I sobbed uncontrollably in office that day. Deeply saddened by your callous heart and selfish actions. You could have told me to return it to you, than to convey it to me through a third party. You would rather that I never come back right? I held the keys for over 3 years and never did I complain about the countless times of cleaning and furnishings. Now, you just heartlessly booted me now. Are you going to throw out my things too? I felt really really down and unfortunately my new staff caught my vulnerable sad face. She was shocked and was very concerned. All the more, I felt even more hurt because the very person that I loved, does not even care for me anymore. Maybe this is it.
I just continued with my work and didn’t winch. Until another colleague came and we left together for dinner. A pint of beer and truffle fries could not drown my sorrows a single bit. I could not sleep till 4am. I started to nurse a cough but it is my wounded heart that hurt the most.
Thanks for taking the keys to your house back. It is another push for me to make up my mind to leave. One that I can never bear to, for so long.

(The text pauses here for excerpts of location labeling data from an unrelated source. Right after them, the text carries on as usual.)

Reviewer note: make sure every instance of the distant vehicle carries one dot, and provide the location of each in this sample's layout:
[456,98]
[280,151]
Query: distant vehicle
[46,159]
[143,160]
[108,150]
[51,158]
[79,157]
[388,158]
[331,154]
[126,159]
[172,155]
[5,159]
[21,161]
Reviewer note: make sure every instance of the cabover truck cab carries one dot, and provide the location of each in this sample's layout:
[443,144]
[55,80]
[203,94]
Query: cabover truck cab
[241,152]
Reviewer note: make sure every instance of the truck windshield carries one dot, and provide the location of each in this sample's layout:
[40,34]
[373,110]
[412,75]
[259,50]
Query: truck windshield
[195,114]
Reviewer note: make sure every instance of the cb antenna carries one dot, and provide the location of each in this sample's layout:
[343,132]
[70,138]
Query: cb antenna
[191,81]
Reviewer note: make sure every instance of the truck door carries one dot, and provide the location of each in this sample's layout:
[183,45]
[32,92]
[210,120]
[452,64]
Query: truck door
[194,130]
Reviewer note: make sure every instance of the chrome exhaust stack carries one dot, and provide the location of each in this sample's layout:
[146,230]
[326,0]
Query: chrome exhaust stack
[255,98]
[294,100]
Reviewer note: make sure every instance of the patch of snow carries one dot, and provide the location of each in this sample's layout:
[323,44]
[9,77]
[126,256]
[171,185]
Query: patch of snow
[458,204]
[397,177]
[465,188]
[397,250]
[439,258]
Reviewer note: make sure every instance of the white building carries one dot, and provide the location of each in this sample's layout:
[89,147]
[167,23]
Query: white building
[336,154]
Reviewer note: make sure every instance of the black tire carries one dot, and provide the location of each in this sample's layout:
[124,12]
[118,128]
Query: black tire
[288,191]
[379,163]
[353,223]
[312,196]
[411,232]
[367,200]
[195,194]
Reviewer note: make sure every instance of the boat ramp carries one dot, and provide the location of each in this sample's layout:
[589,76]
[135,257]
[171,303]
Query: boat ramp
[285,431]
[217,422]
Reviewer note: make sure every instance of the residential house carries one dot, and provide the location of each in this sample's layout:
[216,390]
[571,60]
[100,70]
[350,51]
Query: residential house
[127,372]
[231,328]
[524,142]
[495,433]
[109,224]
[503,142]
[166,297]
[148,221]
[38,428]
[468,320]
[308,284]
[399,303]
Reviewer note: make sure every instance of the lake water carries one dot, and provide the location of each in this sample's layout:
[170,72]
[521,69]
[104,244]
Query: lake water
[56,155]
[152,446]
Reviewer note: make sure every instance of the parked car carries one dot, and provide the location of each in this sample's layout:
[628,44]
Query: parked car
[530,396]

On Friday night, you sent me an email to edit Didi’s photo. Does your mind auto-reset that you just hurt me badly on Wednesday or that I am nothing but a lowly slave to you? Perhaps subconsciously, it hurt so bad that I forgot all about it, and rather lying in bed with my two phoes – continuously nursing my wounds. Until I saw your second email to ‘kindly ignore’ where I realised ‘Alas, how did I forget?’. I deleted the reason and reckon nothing matters anymore.
On Saturday, I rode out. The skies are beautiful and the sounds of happy conversations are all around the park, Gardens by the bay, Marina Bay Sands and more. I was still trying very hard to forget you. I tried reminding myself that the world can be such a happier place and I should treat myself better. Maybe, I should. You are no longer good for me and I had enough. Do I still need to ask and hurt myself when it is so clear that you don’t love me anymore. Are we even cooling off or just calling it off? Though I knew, I can’t bring myself to affirm it.
For a moment on Saturday, I was stumbled for words and if only I was more courageous and less hung up on you.
Today, I saw that you left our siblings’ chat group since Thursday. Seems like you are determined to go. Farewell, my love.